Brexit: Does international students benefit from the fall of pound?
International students face a higher cost of devaluation of pound making them more inclined to accept what they spend rather than fight for more.
The lower pound may discourage inflows, because it reduces UK pay levels in foreign currency terms and make the imports more expensive. After Brexit vote, the exchange rate of pound has slumped about 19 per cent against the CNY, but residences spend higher on daily expenditure.
Few economists believe that high inflation may sustain for a long term. This phenomenon not only affects the UK residence daily expenses, it also makes dramatic influence on students who studied or plan to study in the UK.
When Amanda Liu, a Chinese student who is now studying marketing in the UK, decided to study further in her last year of undergraduate, Durham University was one of her preferred choice, “when I heard of the devaluation of pound, I was quite excited because that means it could save a sum of money, not only the tuition but also daily spending,” but a few days later she received an email from Durham University, “it said that the school would rise the tuition, my original tuition was 1,850 pounds, later it rises to 1,900 pounds.” Amanda adds that she heard that some of her peers who applied to the UK postgraduate program also receive such request email.
Besides the increase of tuition, living expense has not fall, on the contrary, it continues to rise. “I heard from my friend who lived in Victoria Hall (a British student accommodation chain) in Glasgow from 2012 to 2013 that the letting price was just around 100 pounds per week for a shared accommodation type, including private ensuite bedroom with shared living space for group of 5 and 6,” Ovilia Yang says, a MA JMC student from Cardiff University, while the Victoria Hall accommodation homepage shows that the rent price in Glasgow during 2017 and 2018 is 150 per week per person for such type. Within 5 years, the student accommodation fee has increased dramatically by 50 per cent.
The depreciation of pound will have an impact on goods prices, as a result of imports, especially for clothing and electrical. It is said that the UK spent 474 billion pounds on importing goods and services from foreign countries containing Germany, China, France and the US in 2015. Therefore, the devaluation of pound means that the bid of these imports would raise, coincidentally, the price of such goods will be higher.

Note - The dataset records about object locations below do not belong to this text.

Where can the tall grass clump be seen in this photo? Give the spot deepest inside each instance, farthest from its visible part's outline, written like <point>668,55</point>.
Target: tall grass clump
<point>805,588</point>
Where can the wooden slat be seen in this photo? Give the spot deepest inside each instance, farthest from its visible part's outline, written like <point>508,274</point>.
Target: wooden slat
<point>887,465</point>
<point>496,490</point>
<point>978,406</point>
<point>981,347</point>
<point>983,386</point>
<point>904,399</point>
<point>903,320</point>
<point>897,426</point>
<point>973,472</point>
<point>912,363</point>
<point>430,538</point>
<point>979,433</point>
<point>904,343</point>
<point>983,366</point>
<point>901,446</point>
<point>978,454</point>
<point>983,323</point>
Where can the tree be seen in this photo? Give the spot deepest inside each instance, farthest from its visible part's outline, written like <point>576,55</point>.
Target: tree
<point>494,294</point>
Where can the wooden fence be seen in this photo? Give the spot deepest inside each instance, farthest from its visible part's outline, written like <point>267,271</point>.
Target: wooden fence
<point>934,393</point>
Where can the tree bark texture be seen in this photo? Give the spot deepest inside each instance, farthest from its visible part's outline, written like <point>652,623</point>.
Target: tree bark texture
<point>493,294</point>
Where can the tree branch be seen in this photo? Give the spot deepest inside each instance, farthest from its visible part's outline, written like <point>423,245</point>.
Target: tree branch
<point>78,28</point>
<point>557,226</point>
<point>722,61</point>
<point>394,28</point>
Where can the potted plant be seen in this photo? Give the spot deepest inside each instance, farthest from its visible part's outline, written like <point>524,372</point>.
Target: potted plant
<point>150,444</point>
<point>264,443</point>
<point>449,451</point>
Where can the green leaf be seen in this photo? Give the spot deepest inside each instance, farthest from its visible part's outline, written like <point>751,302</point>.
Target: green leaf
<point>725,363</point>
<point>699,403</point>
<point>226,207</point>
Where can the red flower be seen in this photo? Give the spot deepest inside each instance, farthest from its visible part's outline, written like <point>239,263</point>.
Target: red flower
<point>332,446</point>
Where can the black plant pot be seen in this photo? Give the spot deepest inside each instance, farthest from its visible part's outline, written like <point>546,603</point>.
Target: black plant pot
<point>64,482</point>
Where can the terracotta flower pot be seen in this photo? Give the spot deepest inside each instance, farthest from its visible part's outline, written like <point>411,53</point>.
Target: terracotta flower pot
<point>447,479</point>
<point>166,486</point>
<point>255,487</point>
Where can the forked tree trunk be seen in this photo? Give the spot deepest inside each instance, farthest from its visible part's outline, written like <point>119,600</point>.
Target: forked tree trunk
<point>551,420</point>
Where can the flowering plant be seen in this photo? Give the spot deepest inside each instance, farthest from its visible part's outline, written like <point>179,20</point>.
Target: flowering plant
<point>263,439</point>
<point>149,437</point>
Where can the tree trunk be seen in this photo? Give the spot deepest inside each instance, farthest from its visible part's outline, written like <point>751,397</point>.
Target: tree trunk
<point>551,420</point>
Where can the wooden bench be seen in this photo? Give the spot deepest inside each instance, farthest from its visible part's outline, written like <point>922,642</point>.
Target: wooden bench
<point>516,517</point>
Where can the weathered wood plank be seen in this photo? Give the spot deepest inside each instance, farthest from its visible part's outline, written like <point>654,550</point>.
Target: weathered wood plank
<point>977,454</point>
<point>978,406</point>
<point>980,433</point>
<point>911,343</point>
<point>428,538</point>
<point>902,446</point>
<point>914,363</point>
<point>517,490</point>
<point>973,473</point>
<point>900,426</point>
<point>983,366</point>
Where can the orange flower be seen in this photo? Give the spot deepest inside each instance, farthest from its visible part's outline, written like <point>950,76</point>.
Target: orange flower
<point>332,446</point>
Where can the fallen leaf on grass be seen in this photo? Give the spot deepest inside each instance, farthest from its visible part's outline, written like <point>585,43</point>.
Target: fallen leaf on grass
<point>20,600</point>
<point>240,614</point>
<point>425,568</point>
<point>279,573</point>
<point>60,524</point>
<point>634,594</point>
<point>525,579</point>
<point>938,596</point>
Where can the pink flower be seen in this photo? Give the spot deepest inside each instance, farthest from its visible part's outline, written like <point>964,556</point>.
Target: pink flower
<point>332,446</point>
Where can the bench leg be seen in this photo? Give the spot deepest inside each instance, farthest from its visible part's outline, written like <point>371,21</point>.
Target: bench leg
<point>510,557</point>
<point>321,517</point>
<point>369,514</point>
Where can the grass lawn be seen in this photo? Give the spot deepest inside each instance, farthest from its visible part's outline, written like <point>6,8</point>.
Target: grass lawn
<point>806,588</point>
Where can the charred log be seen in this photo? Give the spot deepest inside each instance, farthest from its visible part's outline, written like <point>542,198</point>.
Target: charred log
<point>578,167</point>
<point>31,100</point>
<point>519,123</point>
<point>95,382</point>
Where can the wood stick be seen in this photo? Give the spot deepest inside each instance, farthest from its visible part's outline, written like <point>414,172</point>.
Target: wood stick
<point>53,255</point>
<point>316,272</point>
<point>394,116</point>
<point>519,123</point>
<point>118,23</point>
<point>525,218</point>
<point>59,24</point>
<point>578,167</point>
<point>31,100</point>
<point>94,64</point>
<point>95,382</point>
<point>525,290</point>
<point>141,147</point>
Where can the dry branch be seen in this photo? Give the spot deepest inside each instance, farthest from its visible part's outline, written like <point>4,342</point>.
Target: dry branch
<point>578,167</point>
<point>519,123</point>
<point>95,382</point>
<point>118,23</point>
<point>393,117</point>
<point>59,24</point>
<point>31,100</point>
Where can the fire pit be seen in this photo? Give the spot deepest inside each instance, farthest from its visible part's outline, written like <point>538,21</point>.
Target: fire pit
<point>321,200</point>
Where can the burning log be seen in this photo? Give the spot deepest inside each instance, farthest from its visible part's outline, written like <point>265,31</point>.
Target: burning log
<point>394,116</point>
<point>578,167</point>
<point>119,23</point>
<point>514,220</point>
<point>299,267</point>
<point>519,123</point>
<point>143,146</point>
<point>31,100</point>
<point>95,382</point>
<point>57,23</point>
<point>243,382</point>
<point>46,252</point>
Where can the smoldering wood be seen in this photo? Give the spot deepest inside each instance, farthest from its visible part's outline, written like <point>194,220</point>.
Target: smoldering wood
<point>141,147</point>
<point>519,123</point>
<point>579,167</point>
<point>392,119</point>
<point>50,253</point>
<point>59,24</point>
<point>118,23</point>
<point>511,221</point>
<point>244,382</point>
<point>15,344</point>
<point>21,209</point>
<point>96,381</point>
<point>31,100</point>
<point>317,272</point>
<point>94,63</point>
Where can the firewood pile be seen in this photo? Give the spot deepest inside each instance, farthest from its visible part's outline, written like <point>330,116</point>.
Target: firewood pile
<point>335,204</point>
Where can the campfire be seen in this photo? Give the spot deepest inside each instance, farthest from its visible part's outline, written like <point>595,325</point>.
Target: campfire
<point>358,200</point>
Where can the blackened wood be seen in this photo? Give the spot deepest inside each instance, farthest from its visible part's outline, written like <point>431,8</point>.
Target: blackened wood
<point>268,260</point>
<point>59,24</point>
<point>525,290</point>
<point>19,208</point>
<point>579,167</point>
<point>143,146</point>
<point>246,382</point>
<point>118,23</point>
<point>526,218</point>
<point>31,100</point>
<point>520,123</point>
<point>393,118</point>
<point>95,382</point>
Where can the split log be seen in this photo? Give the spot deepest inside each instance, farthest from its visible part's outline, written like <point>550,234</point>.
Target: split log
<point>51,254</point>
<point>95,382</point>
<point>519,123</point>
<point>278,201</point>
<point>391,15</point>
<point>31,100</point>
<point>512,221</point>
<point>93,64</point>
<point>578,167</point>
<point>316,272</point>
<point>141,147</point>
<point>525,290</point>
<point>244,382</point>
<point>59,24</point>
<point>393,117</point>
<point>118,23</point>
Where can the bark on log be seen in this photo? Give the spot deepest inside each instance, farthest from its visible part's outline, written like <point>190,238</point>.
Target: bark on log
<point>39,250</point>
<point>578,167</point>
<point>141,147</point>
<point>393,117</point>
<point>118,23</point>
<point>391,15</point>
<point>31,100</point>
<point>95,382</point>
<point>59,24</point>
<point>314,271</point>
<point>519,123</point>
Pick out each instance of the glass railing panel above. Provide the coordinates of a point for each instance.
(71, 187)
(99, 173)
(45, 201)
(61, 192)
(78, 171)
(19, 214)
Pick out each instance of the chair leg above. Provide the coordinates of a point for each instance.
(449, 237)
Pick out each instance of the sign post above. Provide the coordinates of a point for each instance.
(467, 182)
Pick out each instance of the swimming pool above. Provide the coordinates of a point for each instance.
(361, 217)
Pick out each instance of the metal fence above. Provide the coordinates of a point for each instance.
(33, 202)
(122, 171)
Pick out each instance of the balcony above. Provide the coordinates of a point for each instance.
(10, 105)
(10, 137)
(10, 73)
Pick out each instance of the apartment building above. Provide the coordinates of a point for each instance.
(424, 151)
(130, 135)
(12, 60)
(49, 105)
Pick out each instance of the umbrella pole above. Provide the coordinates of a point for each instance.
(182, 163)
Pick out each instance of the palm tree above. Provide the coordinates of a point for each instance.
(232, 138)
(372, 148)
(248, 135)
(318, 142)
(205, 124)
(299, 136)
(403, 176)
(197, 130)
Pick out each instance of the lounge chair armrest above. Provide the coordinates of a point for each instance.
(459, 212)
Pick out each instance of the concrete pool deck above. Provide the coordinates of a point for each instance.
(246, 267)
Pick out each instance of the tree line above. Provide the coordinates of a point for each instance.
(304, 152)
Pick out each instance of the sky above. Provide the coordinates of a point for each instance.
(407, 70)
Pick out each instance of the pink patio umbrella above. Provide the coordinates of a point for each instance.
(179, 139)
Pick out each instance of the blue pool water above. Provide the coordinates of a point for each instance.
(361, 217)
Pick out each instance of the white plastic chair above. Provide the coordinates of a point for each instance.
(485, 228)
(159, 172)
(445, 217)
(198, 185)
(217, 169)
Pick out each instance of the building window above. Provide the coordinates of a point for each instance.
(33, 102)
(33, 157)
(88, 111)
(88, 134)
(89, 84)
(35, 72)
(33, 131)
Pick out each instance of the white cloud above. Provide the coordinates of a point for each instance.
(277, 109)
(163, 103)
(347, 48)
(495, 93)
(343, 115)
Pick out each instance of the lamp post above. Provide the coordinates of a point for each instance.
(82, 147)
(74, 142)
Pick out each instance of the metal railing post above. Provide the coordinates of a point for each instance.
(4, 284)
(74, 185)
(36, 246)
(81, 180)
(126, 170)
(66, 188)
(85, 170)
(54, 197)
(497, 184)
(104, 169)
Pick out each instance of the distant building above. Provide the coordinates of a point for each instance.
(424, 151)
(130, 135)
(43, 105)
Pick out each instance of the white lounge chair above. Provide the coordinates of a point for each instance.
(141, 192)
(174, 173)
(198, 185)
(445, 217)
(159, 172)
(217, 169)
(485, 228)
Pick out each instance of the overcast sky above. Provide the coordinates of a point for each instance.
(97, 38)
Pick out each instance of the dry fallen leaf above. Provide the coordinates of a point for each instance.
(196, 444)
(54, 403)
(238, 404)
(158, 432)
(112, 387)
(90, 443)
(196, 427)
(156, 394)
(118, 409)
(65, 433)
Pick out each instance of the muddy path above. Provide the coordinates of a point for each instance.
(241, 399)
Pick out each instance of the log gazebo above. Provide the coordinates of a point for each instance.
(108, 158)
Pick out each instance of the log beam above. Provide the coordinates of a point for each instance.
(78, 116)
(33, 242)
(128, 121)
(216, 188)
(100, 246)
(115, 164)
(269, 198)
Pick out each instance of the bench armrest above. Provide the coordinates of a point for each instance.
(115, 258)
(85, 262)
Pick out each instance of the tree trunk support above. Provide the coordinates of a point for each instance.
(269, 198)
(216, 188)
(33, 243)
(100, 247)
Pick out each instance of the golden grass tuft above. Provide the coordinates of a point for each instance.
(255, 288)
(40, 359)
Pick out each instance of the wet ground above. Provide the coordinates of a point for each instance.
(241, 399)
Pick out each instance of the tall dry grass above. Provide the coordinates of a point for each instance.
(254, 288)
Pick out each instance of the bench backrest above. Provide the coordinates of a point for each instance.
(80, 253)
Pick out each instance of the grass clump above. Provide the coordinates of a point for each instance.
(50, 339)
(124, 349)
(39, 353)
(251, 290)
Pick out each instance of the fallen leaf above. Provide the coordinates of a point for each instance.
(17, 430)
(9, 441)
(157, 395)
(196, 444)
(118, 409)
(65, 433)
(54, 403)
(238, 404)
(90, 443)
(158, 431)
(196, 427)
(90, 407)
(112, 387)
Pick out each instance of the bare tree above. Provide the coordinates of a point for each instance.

“But such raise would not happen immediately as retailers buy the foreign currency they need to pay imports in advance,” says retail analyst Maureen Hinton of Verdict Retail when interviewed by BBC news. It is unavoidable that if the fall in the value of pound continues, supermarket prices will rise, and such situation has already appeared. High street grocery Poundland announced that the shop would sell some products which would cost more than one pound on October 2016.
“The daily spending on food was about 100 pounds per month in 2012, if you cook by yourself, only including meat and vegetable, not contain soft drinks, wine and expensive fruit, such as cherry, when I lived in Cardiff,” Louis Li says, whereas the living expense estimates roughly doubled to 200 pounds for international students.
Compared with 2012, the bus price (single trip per person) has increased slightly. “The bus fare was 1.5 pound individually for single trip,” Louis says, now it is 1.8 pound per adult. It is predicted that the traffic fee may rise, as a consequence of the upward trend of petrol price. The reason is that petrol in the UK is mainly imported from other countries, which is priced in US dollar. The statistics released by the RAC motoring organization shows that the average price of petrol rose 4.39p per litre to 116.73p during October 2016. The weak pound makes the petrol price more expensive, thereby may affect public transport companies adjust fare.
However, the weakness of sterling may increase international students’ budget, the majority of students express that the UK is still their preferred choice for pursuing advanced studies. “I plan to pursue my postgraduate in finance and now I am preparing actively for application, the UK is my top five choices since its education system enjoyed great reputation over the world,” says Binwei Wu, a year three student from China.
“The UK is always a popular country for attracting international students to continue their advanced study, especially for Chinese, because most of its universities ranked high, which will benefit for graduates to find a desirable job,” says Lily Liu, a Chinese education agent. She also indicated that the number of application has not affected by the rise of expenses, and the market is still competitive, “Some British universities request to rise the tuition when the news released that the pound fell, we worried about that some students may change their mind at first, but it shows that the market has not been affected and the universities do not lower their applying requirement.”
Additionally, British universities are attractive for Asian students “because some postgraduate programs just take a year, on the contrary, other countries like Australia and America, students have to spend at least one and a half years, which technically could help to save a great sum of money,” Lilly adds.
The other advantage for British universities remain competitive in abroad study market is that its acceptable application fee and some of them are free, in which students could draw on the experience of other seniors and DIY their application plan. If applicants who are willing to apply through agency, for example in China, they could choose five universities based on agents’ suggestion at maximum, while the application fee is more expensive if those who would like to apply to the US universities.
“The application fee is separated into classes according to ranking, for example, if you want to apply to universities ranked from 50 too 200, the application fee is about 20,000 CNY (2,500 pounds),” says Betty Jiang, a Chinese student studied in Florida State University.